M. le président. Quel est l’avis du Gouvernement ?
M. Frédéric Lefebvre, secrétaire d'État. La série d’amendements adoptés par la commission de l’économie a rompu l’équilibre qui avait été trouvé à la suite de longues discussions. Le dispositif, dans sa rédaction actuelle, menace le modèle économique des indépendants. L’adoption du présent amendement aggraverait encore les choses.
J’observerai d’abord que la loi de modernisation de l’économie a introduit la notion de déséquilibre significatif.
Ensuite, le dispositif de cet amendement porte fortement atteinte à la liberté contractuelle. Il paraît impossible d’interdire le recours à une procédure d’arbitrage.
Enfin, je souligne que l’arbitrage permet bien souvent une résolution rapide des litiges, ce qui évite un recours parfois inutile aux tribunaux. Il me semble que personne ici n’a envie d’allonger encore les délais nécessaires pour obtenir réparation, ni d’alourdir le travail de la justice.
Pour l’ensemble de ces raisons, le Gouvernement est défavorable à cet amendement.
M. le président. La parole est à Mme Nathalie Goulet, pour explication de vote.
Mme Nathalie Goulet. Je voterai cet amendement, qui vise non pas à interdire le recours à l’arbitrage, mais simplement à prohiber qu’il soit rendu obligatoire dans les contrats.
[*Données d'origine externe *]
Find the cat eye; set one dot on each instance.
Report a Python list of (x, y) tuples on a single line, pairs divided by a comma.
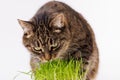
[(54, 47), (37, 48)]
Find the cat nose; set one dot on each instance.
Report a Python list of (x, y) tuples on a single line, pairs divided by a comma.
[(47, 56)]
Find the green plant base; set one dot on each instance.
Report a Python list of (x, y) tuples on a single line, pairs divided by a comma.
[(60, 70)]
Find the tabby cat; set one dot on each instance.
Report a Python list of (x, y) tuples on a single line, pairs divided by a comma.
[(57, 31)]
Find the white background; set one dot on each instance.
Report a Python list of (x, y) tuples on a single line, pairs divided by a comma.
[(103, 16)]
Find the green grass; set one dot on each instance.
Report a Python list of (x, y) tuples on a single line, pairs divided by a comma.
[(59, 70)]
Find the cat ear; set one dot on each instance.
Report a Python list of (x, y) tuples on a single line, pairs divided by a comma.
[(59, 21), (27, 27)]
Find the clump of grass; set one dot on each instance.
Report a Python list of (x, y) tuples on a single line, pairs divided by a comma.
[(59, 70)]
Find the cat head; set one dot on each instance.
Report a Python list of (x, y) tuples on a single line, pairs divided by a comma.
[(46, 40)]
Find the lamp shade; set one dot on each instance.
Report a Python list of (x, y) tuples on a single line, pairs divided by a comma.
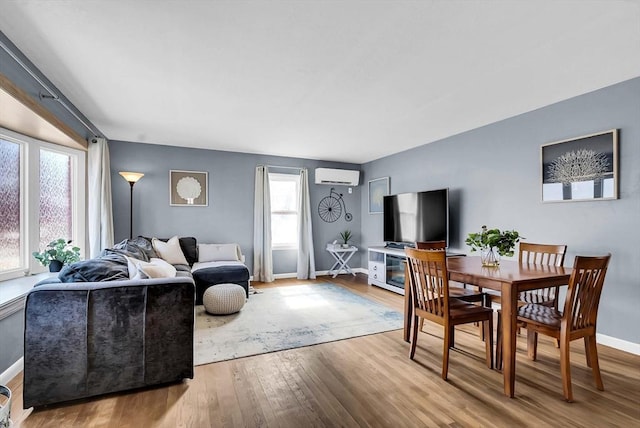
[(131, 177)]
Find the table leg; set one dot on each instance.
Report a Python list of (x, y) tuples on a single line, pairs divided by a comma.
[(509, 305)]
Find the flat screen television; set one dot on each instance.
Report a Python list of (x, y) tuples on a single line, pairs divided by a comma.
[(417, 216)]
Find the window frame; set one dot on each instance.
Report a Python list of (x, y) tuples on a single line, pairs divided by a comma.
[(30, 199), (276, 176)]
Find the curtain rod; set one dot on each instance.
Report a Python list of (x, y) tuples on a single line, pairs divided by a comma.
[(284, 167), (51, 94)]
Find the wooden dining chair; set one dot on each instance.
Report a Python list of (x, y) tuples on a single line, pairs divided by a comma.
[(428, 279), (544, 255), (577, 320), (457, 292)]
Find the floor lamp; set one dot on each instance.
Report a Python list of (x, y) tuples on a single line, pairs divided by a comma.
[(132, 178)]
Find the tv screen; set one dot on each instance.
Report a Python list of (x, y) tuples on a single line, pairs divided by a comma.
[(418, 216)]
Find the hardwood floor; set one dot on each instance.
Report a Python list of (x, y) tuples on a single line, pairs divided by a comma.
[(368, 381)]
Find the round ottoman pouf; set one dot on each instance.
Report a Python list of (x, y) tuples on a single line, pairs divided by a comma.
[(223, 299)]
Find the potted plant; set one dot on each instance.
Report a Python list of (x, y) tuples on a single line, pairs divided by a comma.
[(346, 237), (493, 244), (57, 254)]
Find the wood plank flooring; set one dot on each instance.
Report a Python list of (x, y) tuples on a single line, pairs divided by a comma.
[(368, 382)]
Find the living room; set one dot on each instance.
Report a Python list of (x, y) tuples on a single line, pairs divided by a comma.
[(491, 168)]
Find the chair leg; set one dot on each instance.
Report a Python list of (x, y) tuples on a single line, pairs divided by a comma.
[(488, 334), (532, 344), (499, 343), (414, 337), (452, 336), (595, 366), (445, 351), (565, 366), (587, 352)]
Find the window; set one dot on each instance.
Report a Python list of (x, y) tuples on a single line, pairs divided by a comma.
[(284, 189), (41, 199)]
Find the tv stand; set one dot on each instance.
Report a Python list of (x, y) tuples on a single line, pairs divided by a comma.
[(386, 266), (397, 245)]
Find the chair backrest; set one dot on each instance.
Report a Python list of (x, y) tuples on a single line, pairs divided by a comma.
[(431, 245), (583, 294), (427, 271), (545, 255), (542, 254)]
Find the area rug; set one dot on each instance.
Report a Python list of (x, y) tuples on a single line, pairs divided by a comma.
[(289, 317)]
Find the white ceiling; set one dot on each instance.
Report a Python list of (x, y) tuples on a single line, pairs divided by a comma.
[(335, 80)]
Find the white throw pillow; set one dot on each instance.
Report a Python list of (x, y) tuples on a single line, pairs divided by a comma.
[(170, 251), (155, 268), (133, 267), (218, 252)]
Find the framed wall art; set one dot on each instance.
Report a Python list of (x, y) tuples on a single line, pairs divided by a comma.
[(378, 189), (188, 188), (581, 169)]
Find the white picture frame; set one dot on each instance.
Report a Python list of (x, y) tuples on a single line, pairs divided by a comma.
[(188, 188), (581, 169)]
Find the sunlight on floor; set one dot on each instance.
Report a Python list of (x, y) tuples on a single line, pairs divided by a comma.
[(298, 298)]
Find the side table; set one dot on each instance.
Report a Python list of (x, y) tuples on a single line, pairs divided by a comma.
[(342, 257)]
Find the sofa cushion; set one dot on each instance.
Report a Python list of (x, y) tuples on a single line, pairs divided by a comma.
[(218, 252), (109, 267), (170, 251), (155, 268), (189, 246)]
Les cocontractants doivent à mon sens pouvoir choisir librement soit de recourir à un arbitrage – nous en avons eu des exemples flamboyants récemment ! –, soit de saisir les tribunaux.
En matière d’équilibre, j’ajoute que la centrale sera sans doute plus à même que le franchisé de choisir un « bon » arbitre… En tout cas, il faut faire confiance à nos tribunaux et à la liberté contractuelle.